You will see on the chart that this range runs roughly from 500 to 515. Today's low was 503.25, which was a new low for the move, and then the bulls ran price up to 515.75.

Even though today was not really a key reversal, Dec Corn closed above Friday's body, which is bullish. This could be the low for the December contract (70%) or it may make 1 more low (by only a few cents or ticks).

Check out today's December corn daily charts looking back to the dates in December of 2021. I'm giving you a zoomed in chart as well, so you can see the last few days clearly.

Here is the zoomed in December Corn chart.

Wheat led all grains today, with the July contract closing up +27.50. After building out more of the right shoulder on Friday, the inverted head and shoulders is confirmed today (90%) and the neckline (breakout point) is just about 14 cents up above.

The upside target will be about 733. I have been told that even though the bigger fundamental story may be in Kansas City Wheat, the funds play in Chicago because this one has more liquidity. The 2 wheats will go up together, seesawing a bit depending on the day.

Here is today's December Wheat 8 hour (3 bars per day) chart. You will notice how the inverted head & shoulders target is also in the vicinity of some old swing highs on the left. This is not a coincidence, rather it's a part of the balancing/symmetry that I discuss - this is how it works.

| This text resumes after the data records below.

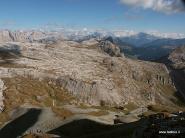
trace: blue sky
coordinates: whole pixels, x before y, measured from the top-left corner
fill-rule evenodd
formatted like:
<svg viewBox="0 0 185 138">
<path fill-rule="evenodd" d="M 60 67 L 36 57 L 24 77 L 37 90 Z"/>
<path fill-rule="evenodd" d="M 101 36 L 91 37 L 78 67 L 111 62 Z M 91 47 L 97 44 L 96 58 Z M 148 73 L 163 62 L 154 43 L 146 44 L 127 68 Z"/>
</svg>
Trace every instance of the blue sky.
<svg viewBox="0 0 185 138">
<path fill-rule="evenodd" d="M 1 0 L 0 28 L 31 29 L 58 24 L 77 28 L 185 33 L 185 12 L 167 14 L 123 1 Z"/>
</svg>

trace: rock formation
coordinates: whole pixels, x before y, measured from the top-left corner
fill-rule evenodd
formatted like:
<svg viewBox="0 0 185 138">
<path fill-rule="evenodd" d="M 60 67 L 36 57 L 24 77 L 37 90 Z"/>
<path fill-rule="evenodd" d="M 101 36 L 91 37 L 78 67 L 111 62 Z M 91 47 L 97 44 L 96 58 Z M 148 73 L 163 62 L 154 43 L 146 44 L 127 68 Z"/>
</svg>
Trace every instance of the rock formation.
<svg viewBox="0 0 185 138">
<path fill-rule="evenodd" d="M 119 48 L 109 41 L 92 46 L 70 41 L 51 45 L 14 42 L 1 44 L 1 49 L 12 45 L 17 45 L 19 55 L 10 59 L 13 68 L 1 66 L 0 71 L 7 73 L 1 78 L 50 78 L 90 105 L 173 104 L 170 99 L 175 99 L 166 97 L 166 90 L 175 93 L 175 89 L 165 65 L 120 57 Z"/>
<path fill-rule="evenodd" d="M 178 47 L 168 57 L 175 69 L 185 69 L 185 46 Z"/>
<path fill-rule="evenodd" d="M 168 56 L 159 60 L 170 70 L 170 76 L 178 90 L 178 96 L 185 100 L 185 46 L 178 47 Z"/>
<path fill-rule="evenodd" d="M 4 109 L 4 96 L 3 96 L 3 90 L 5 89 L 4 82 L 0 79 L 0 111 L 3 111 Z"/>
<path fill-rule="evenodd" d="M 118 46 L 114 45 L 113 43 L 111 43 L 108 40 L 105 41 L 101 41 L 99 44 L 99 47 L 106 52 L 107 54 L 109 54 L 110 56 L 115 56 L 115 57 L 120 57 L 121 53 L 120 53 L 120 49 Z"/>
</svg>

While the right shoulder was being built out, the percentage certainty that it was a solid bottom being marked might have only been 65-75%.

The 4 hour July Corn chart has morphed from an inverted head & shoulders to a double bottom or big W. The minimum upside target from this base is 631. Then the next target higher is the swing high to the left at 647. I don't think any new lows need to be printed (about 80%). Check out the chart.

By the way, head & shoulders and "W" bottoms give the same price targets. The main point here is that the height (y-axis/price scale) is the same in both patterns and the other takeaway is that they are simply bottoming formations for a rally to spring.

The 2 hour July Soybeans are marking a "W" formation, as well, which has a height of 58 cents and projects to 1505. There is a swing high to the top left near the target at 1500 - by design - A bump that will create a future bump.

July Beans may need to make 1 lower low to test the March 23rd low at 1383.75? This is 50/50, but the result will be the same - a bottoming formation which projects an upside price target. Check out the chart.

I am using July Soymeal for a technical analysis fact - that bumps/highs to the left create bumps to the right. Compare the most recent swing high (9 bars ago) with today's corrective bar.